The attacker substituted someone else's identifier in the request, the server returned the data. No exploit, without bypassing the WAF - just GET /api/orders/1254 with someone else's ID. According to Snyk, this is a classic Broken Object Level Authorization scenario, number one in OWASP API Security Top 10. The scale of the consequences is hundreds of millions of dollars in total losses for the company. A similar hole allowed to obtain data from any Peloton user with a simple substrate of user ID in the request, and in the Harbor container registry - to create an administrator account through an unauthorized API call (CVE-2019-16097) Protection APIs from BOLA and IDOR does not start with WAF or rate limiting, but with an authorization architecture within the code. And this Russian-language materials are persistently silent.
BOLA and IDOR: the difference that changes the approach to protection
The terms BOLA and IDOR describe one problem - the lack of verification of the right to access a particular object. But the difference in framery for the developer is fundamental.
IDOR (Insecure Direct Object Reference) appeared in OWASP Web Application Top 10 in 2007. Emphasis - on the mechanism of attack: the application puts outward a predictable identifier, the attacker replaces it. Protection for such a fraising is often reduced to "replace consistent IDs with UUID". And then the problems begin.
As Snyk notes, BOLA clearly recognizes: the problem lives not only in URL parameters. It sits in the bodies of JSON queries, headings, nested object graphs and at the joints of microservices, where the logistics of authorization is implemented in different ways.
For the developer, the conclusion is specific: replacement GET /api/orders/1254 on GET /api/orders/a3f8b2c1-... does not eliminate the broken object level. UUID complicates the cost, but if the server does not check that user_id from JWT - the owner of the order, vulnerability on the spot. UUID leaks through list endpoints, websocket events, data exports and front-end logs. After that, a horizontal increase in privileges is possible again.
OWASP emphasizes in the description API1:2023 Broken Object Level Authorization: a simple comparison of the user_id of the current session with the query parameter is not enough, because this approach covers only a small part of the cases. You need an authorization model that checks the right to access each object for each request.
Three points of authorization failure at the object level
When auditing API contracts, the vulnerability object service bypass surfaces in one of three places. Understanding these points is the basis for systemic prevention of IDOR.
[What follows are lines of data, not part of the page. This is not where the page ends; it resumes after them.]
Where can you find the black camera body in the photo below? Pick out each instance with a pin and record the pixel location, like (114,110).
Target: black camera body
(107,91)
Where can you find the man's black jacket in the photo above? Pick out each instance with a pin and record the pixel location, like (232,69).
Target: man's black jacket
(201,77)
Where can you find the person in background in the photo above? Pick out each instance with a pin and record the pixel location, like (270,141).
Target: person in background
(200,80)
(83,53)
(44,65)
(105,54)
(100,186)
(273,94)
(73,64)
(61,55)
No property check in endpoint
The most common case. Handler gets order_id from the URL, makes a request to the database by only one id and returns the result. There is no binding to the current user. On code review, this is in seconds, but in a project with hundreds of endpoints, holes appear regularly - especially when the new developer copies the existing supervisor and forgets to add a filter to the owner. Exactly OWASP API Security Top 10 It highlights this pattern as the most common.
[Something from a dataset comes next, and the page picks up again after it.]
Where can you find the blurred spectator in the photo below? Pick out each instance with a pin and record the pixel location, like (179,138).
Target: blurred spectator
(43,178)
Distributed logic in microservices
API-gateway validates JWT-token, the order service removes the ID record. The lock confirmed the authentication, the service believes that authorization has already been passed. No one checks the identity of the object. In practice, distributed authorization without a single enforcement point is one of the main causes of incidents with BOLA in production. Authorization is most often broken with API-breaches.
Confidence in customer data
Endpoint POST /api/profile/update accepts user_id from the body of JSON instead of extracting from the server context. The developer has closed the obvious GET /api/users/{id}, but forgot about the less noticeable endpoints, where the identifier hides in the gentest structure of the query. This pattern is the REST API of the authorization vulnerability in its pure form.
Why WAF will not help
Separately about the popular misconception. Traditional and API-aware WAF solutions inspect the query structure, check the diagram and search for known attack patterns (SQLi, XSS, SSRF). But the BOLA-request is syntaxically correct, authenticated, completely valid. The difference between the appeal to your order and someone else is not in the format, but in the bundle of "identity -> object -> permission". The WAF does not model this bundle. Incidents with valid credentials and unauthorized access to data, as a rule, are among the most expensive to detect and eliminate.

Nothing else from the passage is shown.